Моего отца звали Ованес Баграмян. Он был революционером и хорошо знал русский язык, но грамотность у него хромала. Имел свой участок. В фургоне возил в город Нахичевань соль.
Позднее, его заставили вступить в колхоз имени Ворошилова. Занимался садоводством, а потом, в 1936 году, приехал сюда, в Ереван. Когда я был на фронте, отец скончался.
Сколько классов вы окончили перед войной?
— Восемь. А потом поступил в Ереванский медицинский техникум. Отлично окончил, с красным дипломом, мне должны были присвоить звание старшего сержанта медслужбы. Якобы, мне хотели только хорошего, но взяли в Краснодарское пулемётно-миномётное училище.
Вы владели русским языком перед призывом в армию?
— Да. У нас русский и немецкий был. Но владел русским языком плохо.
Как вы узнали о начале войны?
— В тот день я работал в саду с отцом, помогая ему. Позднее, к нам пришёл человек и сказал, что одно дерево необходимо спилить, чтобы провести провода. Мы у него спрашиваем: «Какой провод?». — «Знаете, что немцы напали на Союз? Война идет», — отвечает он. Мы удивились: «Как война?». — «Иди домой, узнай», — говорит мне отец. Я пошёл, уже смотрю – народ на остановке разговаривает, где трамвай был у нас. Это было 22-го июня 1941 года.
Как изменилась жизнь в Ереване после начала войны?
— Народ первым делом начал скупать продукты. “Трудно будет”, – сказали тогда. – “Как будет?”, “Что будет?” — многие задавались в тот момент этими вопросами.
В Армении шесть дивизий дислоцировались. Одна из них стояла в Ереване, чтоб защита была, если что-нибудь. Пограничные войска защищали Родину.
Карточки ввели?
— Да.

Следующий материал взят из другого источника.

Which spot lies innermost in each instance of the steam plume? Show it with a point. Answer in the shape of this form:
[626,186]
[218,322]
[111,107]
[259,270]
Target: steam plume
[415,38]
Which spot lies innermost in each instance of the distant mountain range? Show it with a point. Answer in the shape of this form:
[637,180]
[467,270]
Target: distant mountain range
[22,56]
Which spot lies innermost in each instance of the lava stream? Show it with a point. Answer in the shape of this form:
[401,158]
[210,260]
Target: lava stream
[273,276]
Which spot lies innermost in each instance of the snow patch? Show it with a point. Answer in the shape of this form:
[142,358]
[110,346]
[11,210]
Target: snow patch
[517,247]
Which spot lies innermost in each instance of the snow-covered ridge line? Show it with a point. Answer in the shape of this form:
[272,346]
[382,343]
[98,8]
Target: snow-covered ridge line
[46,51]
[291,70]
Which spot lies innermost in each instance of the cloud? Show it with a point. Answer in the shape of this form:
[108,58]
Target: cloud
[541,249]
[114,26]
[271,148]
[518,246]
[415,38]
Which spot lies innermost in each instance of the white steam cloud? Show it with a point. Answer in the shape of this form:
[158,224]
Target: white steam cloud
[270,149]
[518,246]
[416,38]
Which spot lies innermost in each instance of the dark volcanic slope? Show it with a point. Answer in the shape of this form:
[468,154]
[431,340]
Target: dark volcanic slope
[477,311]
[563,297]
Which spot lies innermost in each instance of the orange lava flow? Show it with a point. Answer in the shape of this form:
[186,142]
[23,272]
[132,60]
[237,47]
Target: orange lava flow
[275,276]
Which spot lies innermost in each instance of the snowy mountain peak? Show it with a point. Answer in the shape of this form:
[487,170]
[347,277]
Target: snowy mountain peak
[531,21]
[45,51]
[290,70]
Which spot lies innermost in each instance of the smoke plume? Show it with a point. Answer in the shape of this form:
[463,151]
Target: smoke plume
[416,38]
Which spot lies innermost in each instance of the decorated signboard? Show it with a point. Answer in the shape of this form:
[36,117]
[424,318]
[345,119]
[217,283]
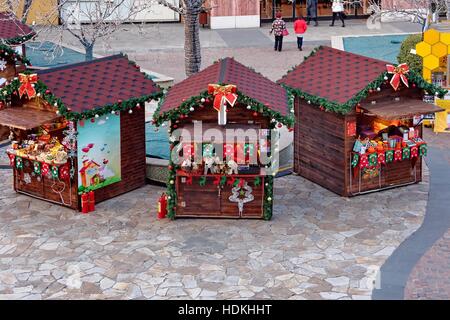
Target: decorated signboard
[99,162]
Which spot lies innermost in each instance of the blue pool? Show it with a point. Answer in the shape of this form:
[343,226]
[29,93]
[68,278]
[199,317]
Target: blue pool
[47,55]
[157,143]
[384,47]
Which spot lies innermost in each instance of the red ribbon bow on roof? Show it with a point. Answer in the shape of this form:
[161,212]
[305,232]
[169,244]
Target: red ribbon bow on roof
[27,81]
[223,94]
[399,72]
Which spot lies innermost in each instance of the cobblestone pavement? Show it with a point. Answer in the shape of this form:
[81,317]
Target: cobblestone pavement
[430,278]
[317,246]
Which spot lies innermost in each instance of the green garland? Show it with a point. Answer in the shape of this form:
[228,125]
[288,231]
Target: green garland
[268,198]
[344,108]
[43,92]
[19,39]
[190,104]
[9,54]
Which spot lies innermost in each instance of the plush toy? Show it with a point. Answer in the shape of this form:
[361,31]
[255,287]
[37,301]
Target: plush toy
[232,167]
[209,164]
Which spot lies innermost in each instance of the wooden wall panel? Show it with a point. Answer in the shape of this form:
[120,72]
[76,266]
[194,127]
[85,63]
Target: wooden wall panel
[319,146]
[132,131]
[224,8]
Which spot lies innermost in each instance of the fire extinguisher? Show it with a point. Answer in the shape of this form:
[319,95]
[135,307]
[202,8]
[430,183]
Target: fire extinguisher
[91,201]
[162,206]
[85,203]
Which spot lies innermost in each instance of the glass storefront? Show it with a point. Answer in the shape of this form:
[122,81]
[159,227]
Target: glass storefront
[290,9]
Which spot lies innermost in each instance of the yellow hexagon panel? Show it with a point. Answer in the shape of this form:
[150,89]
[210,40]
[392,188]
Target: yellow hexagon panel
[427,74]
[431,36]
[423,49]
[445,38]
[439,49]
[431,62]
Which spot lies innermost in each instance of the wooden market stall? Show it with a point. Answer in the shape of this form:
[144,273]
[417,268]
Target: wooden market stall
[13,34]
[224,153]
[358,122]
[78,129]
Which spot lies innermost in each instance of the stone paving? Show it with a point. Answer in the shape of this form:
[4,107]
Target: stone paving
[430,277]
[317,246]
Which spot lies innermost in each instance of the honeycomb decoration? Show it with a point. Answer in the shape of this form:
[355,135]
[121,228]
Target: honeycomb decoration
[433,49]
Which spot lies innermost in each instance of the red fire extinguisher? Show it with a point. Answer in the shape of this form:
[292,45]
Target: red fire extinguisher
[91,201]
[162,206]
[84,203]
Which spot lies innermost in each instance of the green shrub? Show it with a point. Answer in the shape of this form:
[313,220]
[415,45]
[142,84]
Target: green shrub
[405,56]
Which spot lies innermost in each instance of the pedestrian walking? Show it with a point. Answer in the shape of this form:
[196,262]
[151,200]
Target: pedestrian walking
[279,30]
[300,28]
[311,11]
[338,10]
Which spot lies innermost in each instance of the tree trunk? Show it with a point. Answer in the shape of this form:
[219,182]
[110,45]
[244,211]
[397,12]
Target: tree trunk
[192,49]
[89,55]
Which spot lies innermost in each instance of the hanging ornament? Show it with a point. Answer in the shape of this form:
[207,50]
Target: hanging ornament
[27,178]
[406,154]
[64,172]
[355,160]
[381,157]
[3,65]
[241,194]
[364,161]
[45,169]
[222,95]
[27,82]
[423,150]
[216,181]
[231,181]
[398,154]
[373,159]
[19,163]
[223,180]
[228,150]
[399,74]
[12,159]
[55,172]
[414,152]
[37,168]
[389,156]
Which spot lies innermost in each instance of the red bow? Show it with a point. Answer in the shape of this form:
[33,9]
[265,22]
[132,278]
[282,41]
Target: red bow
[223,94]
[398,73]
[398,155]
[27,81]
[64,173]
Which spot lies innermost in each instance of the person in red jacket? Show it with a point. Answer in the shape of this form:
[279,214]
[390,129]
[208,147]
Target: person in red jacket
[300,28]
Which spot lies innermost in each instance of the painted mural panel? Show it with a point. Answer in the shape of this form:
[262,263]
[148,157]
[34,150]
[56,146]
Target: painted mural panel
[99,161]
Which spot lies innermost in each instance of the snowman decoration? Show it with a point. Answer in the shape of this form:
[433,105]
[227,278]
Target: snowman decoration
[241,195]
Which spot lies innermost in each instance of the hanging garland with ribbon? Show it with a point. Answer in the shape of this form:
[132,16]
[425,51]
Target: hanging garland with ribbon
[27,83]
[27,86]
[398,73]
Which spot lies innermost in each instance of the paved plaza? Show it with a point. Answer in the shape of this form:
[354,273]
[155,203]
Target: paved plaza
[317,246]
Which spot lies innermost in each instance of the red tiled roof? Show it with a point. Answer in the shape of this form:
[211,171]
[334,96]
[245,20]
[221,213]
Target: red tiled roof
[229,71]
[11,27]
[334,74]
[97,83]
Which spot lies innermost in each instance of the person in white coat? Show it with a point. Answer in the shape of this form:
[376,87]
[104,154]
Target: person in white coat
[338,10]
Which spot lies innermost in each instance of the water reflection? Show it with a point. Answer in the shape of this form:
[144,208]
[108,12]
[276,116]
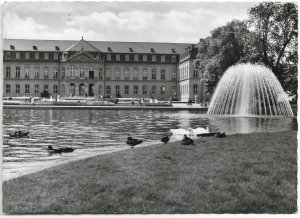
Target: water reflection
[98,131]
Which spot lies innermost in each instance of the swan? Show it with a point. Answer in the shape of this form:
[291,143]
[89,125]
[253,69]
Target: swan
[133,142]
[180,131]
[199,130]
[165,139]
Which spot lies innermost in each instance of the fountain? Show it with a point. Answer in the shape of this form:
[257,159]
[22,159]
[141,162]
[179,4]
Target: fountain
[249,90]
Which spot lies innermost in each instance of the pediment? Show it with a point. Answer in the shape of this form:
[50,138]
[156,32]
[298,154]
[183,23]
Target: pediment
[83,57]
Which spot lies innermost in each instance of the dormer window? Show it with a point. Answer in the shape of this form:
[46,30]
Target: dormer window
[8,55]
[144,57]
[36,55]
[153,57]
[173,59]
[46,55]
[18,55]
[136,57]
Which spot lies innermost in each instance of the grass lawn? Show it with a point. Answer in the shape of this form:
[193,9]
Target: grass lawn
[251,173]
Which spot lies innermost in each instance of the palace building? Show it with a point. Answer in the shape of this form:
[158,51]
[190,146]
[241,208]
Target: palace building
[101,69]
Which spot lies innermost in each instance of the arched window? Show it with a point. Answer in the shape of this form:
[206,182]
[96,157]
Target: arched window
[153,90]
[195,88]
[162,90]
[7,72]
[7,88]
[81,72]
[135,90]
[17,72]
[163,74]
[126,74]
[72,71]
[63,72]
[136,73]
[46,72]
[145,73]
[107,73]
[63,89]
[126,90]
[55,89]
[108,90]
[153,73]
[173,74]
[173,58]
[145,90]
[118,74]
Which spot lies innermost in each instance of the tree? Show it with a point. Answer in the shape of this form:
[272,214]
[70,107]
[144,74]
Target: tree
[275,39]
[227,46]
[45,94]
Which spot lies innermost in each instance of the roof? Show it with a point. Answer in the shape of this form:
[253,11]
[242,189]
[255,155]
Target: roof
[103,46]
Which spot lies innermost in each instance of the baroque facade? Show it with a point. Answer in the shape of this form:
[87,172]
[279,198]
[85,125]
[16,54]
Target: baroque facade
[100,69]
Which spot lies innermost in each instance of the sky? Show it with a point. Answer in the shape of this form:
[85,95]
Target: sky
[179,22]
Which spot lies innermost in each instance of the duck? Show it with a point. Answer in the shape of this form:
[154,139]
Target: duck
[180,131]
[197,131]
[220,135]
[67,149]
[133,142]
[165,139]
[54,150]
[60,150]
[187,141]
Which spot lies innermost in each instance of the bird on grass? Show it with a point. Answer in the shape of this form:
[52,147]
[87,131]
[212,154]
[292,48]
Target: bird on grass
[133,142]
[165,139]
[187,140]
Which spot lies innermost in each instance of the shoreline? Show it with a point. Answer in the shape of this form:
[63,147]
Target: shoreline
[97,152]
[214,176]
[111,107]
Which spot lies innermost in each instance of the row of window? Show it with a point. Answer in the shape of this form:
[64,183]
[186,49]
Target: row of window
[8,89]
[109,57]
[27,72]
[184,89]
[136,57]
[30,55]
[162,90]
[73,72]
[27,88]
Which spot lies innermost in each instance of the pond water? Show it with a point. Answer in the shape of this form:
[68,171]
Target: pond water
[94,132]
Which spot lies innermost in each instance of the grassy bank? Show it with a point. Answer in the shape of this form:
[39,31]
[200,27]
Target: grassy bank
[253,173]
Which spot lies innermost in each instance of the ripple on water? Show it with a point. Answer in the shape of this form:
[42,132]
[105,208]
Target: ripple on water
[98,131]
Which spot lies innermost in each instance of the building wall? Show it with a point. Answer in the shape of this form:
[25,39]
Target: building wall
[64,81]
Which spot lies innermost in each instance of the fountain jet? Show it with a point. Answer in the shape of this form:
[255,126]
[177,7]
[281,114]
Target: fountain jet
[250,90]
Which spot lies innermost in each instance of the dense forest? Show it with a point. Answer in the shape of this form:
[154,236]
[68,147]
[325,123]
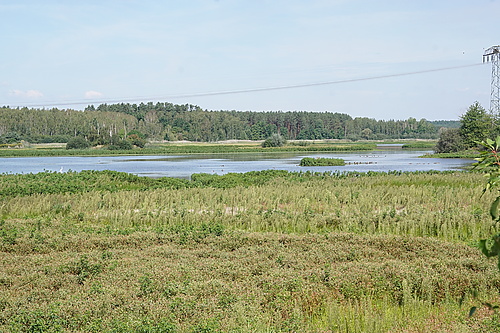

Тем, у которых маленькие дети имелись, а также беременным женщинам – им всем особые карточки давали на масло и молоко.
Зима 1941-1942 годов была тяжёлой?
— Сперва не очень тяжело было, а потом, когда приехали эвакуированные из Украины то поднялись цены, и жить стало немножко трудно. Самое главное - это то, что никто от голода не умер. У нас в семье лучше было, даже другим помогали.
Кормились с сада?
— Нет, сад был разрушен и урожая не приносил. Главное, что зерно у нас тогда было. Отец в селе работал, а я из армии помощь оказывал.
Вы окончили медицинский техникум в 1942 году?
— Я успел окончить медицинский техникум 15-го мая 1943 года. Сразу хотел пойти служить по своей специальности. Диплом я получил, а чтобы оформить звание, мне сказали: «Иди в Краснодарское училище, там шесть месяцев будешь учиться». Два месяца учился там.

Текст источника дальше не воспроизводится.